Writing Strong Acceptance Criteria: A Field Checklist
Acceptance criteria are the conditions a user story must satisfy for the team to consider it complete. They sit at the intersection of requirements, design, and testing — and when they are written well, they eliminate ambiguity before development starts rather than discovering it during a sprint review. When they are written poorly, they generate rework, testing gaps, and disputes between product owners and developers about what "done" actually means.
The Given/When/Then (Gherkin) Format
The most widely used format for writing acceptance criteria is Given/When/Then, sometimes called Gherkin after the syntax used in behaviour-driven development tools. The structure is straightforward: Given describes the pre-condition or context, When describes the action the user takes, and Then describes the expected outcome. For example: Given a registered user is on the login page / When they enter a valid email and password and click Sign In / Then they are redirected to their dashboard and their name appears in the navigation header. This format makes each criterion testable, specific, and readable by both technical and non-technical stakeholders.
Checklist for Good Acceptance Criteria
Specific and testable. Every criterion should be verifiable with a clear pass or fail result. "The page loads quickly" is not testable; "The page loads in under two seconds on a standard broadband connection" is.
Written before development starts. Acceptance criteria written after coding begins are not criteria — they are a rationalisation of what was built. The point of writing them in advance is to surface disagreements before they become expensive.
Shared understanding confirmed with the team. A product owner writing criteria in isolation and handing them to developers as a finished product defeats the purpose. Walk through each criterion with the development team and tester before the sprint starts. Misunderstandings surface in minutes in a conversation; they surface in days in code review.
Covers the happy path AND edge cases. The happy path is what happens when everything goes as expected. Edge cases cover boundary conditions, error states, and unusual but valid inputs. A login story that only defines the successful login scenario is incomplete; it should also define what happens when the password is incorrect, when the account is locked, and when the user has forgotten their email.
Does not prescribe implementation. Acceptance criteria define what the system should do, not how it should do it. Specifying technical implementation in acceptance criteria removes design decisions from the developers and testers who are best placed to make them.
Common Mistakes to Avoid
Too vague: "The system should handle errors gracefully" tells the team nothing actionable.

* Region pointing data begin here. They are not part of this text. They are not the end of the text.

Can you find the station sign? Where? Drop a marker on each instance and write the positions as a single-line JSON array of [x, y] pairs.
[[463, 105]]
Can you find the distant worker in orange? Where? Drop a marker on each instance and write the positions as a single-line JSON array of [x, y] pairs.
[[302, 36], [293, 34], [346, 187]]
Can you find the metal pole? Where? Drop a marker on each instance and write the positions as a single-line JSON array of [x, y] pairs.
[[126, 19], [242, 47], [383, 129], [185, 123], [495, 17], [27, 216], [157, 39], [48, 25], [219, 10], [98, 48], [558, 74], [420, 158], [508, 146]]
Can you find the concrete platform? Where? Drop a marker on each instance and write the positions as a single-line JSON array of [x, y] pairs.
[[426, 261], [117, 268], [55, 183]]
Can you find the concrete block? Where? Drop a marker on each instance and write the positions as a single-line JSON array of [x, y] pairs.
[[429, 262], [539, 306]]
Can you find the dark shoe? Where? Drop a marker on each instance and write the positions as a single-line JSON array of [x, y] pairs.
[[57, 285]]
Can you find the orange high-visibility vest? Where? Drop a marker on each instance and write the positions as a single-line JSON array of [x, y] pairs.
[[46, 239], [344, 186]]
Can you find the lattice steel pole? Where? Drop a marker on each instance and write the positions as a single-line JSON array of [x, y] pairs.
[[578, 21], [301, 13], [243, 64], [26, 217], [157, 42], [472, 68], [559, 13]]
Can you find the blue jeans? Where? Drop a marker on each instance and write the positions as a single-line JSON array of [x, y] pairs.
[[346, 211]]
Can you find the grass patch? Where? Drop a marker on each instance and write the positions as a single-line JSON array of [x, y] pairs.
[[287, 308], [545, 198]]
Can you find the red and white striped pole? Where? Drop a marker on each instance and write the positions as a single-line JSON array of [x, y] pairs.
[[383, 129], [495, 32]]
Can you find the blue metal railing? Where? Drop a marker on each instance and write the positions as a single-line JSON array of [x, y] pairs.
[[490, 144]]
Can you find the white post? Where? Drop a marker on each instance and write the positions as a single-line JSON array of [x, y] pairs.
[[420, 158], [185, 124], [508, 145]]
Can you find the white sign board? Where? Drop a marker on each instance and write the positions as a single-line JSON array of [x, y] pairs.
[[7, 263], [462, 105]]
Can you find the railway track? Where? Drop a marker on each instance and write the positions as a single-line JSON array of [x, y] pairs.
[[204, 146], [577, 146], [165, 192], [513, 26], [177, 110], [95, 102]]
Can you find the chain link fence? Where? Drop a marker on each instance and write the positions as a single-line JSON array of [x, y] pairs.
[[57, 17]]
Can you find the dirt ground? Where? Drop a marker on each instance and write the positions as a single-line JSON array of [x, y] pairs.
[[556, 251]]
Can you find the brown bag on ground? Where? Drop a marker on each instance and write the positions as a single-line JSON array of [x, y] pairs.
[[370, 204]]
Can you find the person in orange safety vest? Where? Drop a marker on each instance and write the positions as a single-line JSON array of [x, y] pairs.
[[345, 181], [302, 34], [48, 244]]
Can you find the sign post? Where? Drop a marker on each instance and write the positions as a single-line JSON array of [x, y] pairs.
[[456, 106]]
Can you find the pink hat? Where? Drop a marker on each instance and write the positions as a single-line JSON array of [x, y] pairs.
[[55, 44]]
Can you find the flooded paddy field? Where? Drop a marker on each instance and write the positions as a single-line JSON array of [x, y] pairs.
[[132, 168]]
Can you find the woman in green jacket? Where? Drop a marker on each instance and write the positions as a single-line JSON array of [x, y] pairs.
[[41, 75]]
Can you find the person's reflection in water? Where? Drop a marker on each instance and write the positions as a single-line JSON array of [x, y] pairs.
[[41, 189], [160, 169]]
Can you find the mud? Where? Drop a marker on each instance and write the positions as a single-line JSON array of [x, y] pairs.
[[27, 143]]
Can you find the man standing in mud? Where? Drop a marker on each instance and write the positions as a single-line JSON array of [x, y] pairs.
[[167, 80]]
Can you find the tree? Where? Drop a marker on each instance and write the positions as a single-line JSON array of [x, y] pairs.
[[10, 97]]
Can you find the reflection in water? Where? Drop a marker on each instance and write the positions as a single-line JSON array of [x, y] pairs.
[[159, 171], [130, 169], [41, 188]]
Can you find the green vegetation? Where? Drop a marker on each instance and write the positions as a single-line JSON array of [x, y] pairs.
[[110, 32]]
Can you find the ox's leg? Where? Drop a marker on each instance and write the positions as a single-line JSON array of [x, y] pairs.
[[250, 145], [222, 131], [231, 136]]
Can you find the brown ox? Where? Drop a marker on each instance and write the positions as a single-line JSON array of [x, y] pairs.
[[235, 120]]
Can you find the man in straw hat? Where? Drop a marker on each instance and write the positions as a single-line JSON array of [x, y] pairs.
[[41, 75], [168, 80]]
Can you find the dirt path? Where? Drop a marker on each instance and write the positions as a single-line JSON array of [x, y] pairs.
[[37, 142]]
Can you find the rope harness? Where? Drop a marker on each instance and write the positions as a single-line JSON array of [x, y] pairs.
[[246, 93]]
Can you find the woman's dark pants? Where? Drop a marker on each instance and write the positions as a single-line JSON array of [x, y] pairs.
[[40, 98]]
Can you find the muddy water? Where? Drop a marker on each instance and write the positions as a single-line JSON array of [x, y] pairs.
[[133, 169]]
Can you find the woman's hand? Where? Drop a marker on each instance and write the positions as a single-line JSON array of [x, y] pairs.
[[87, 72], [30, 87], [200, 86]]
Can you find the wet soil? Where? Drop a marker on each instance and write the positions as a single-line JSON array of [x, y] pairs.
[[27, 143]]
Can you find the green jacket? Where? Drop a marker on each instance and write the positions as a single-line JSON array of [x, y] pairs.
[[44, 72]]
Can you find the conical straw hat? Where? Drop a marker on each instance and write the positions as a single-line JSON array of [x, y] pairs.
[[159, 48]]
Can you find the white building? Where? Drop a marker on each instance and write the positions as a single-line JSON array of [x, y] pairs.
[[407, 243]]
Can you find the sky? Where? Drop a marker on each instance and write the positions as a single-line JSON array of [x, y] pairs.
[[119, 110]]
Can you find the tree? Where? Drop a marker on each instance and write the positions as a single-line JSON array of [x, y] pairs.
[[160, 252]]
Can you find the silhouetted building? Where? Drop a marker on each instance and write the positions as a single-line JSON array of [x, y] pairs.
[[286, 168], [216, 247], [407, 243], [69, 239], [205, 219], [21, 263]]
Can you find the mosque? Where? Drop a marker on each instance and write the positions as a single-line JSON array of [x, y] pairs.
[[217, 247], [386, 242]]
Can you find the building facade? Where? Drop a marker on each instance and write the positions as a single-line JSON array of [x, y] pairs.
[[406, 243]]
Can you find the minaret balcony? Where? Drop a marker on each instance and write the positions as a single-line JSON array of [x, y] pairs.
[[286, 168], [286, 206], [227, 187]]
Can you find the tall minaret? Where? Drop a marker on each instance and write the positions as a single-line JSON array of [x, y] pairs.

Too technical: "The API should return a 401 status code" is a test case, not an acceptance criterion — it belongs in the test plan.
Written after coding: if developers are asking what "done" means after they have started building, the criteria are too late.
Confused with test cases: acceptance criteria define the conditions of satisfaction; test cases define how you verify them. They are related but distinct.
Worked example — User Story: "As a frequent shopper, I want to save items to a wish list so that I can purchase them later." Acceptance criteria: (1) Given a logged-in user is viewing a product page, When they click Save to Wish List, Then the item is added to their wish list and a confirmation message is displayed. (2) Given a logged-in user navigates to their wish list, When the page loads, Then all saved items are displayed with their current price and availability. (3) Given a guest user clicks Save to Wish List, When the action is triggered, Then they are prompted to log in or create an account before the item is saved.